Architecture variants for Debian / Ubuntu
Author: Michael Hudson-Doyle <michael.hudson@canonical.com> / <mwhudson@debian.org>
Contents
Abstract
We seek to add the concept of an "architecture variant" for Debian-based systems that will allow packages to be built targeting newer processors without bumping the baseline.
Rationale
Processor and ISA design does not stand still. It would be nice for our users to be able to use new instructions to have their applications run faster, use less energy etc.
Prior art
This is not a new idea, at all.
I believe there were some discussions around 2004/2005 about adding an i686 port in some fashion similar to what is proposed here but I can't find it now.

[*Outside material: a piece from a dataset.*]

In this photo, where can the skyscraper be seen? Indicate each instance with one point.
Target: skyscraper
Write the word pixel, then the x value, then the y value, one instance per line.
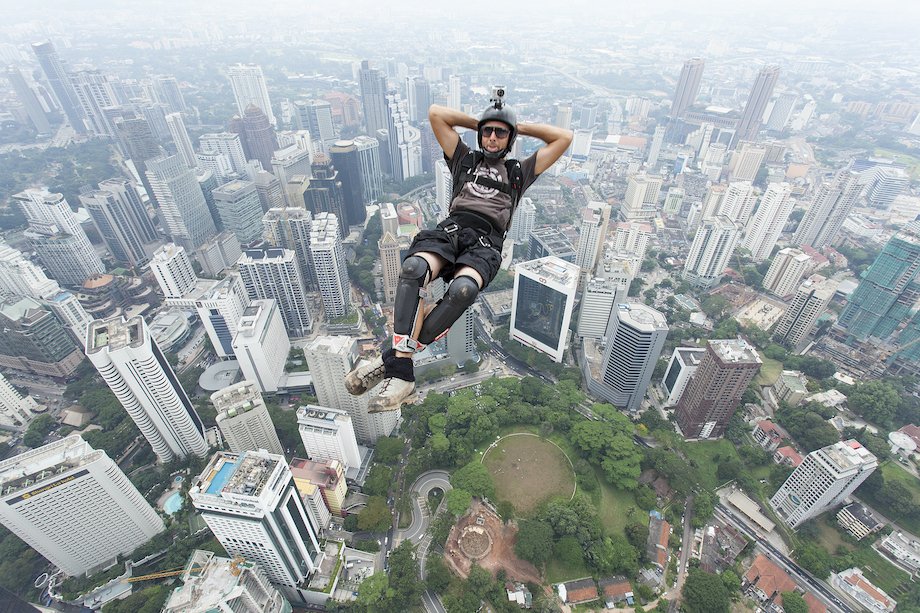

It was discussed at DebConf11: https://wiki.debian.org/Multiarch/Debconf11MultiarchRelatedMinutes#Partial_arches.3F
It seems to have been an old idea in 2014 (see "Partial archives for different ISAs" in https://wiki.debian.org/Sprints/2014/BootstrapSprint/Results).
https://github.com/SIMDebian was a thing for a while.
There is https://wiki.debian.org/InstructionSelection which is more about how to use new instructions in particular places rather than a way to use the new instructions widely (which may be a better idea overall, who knows).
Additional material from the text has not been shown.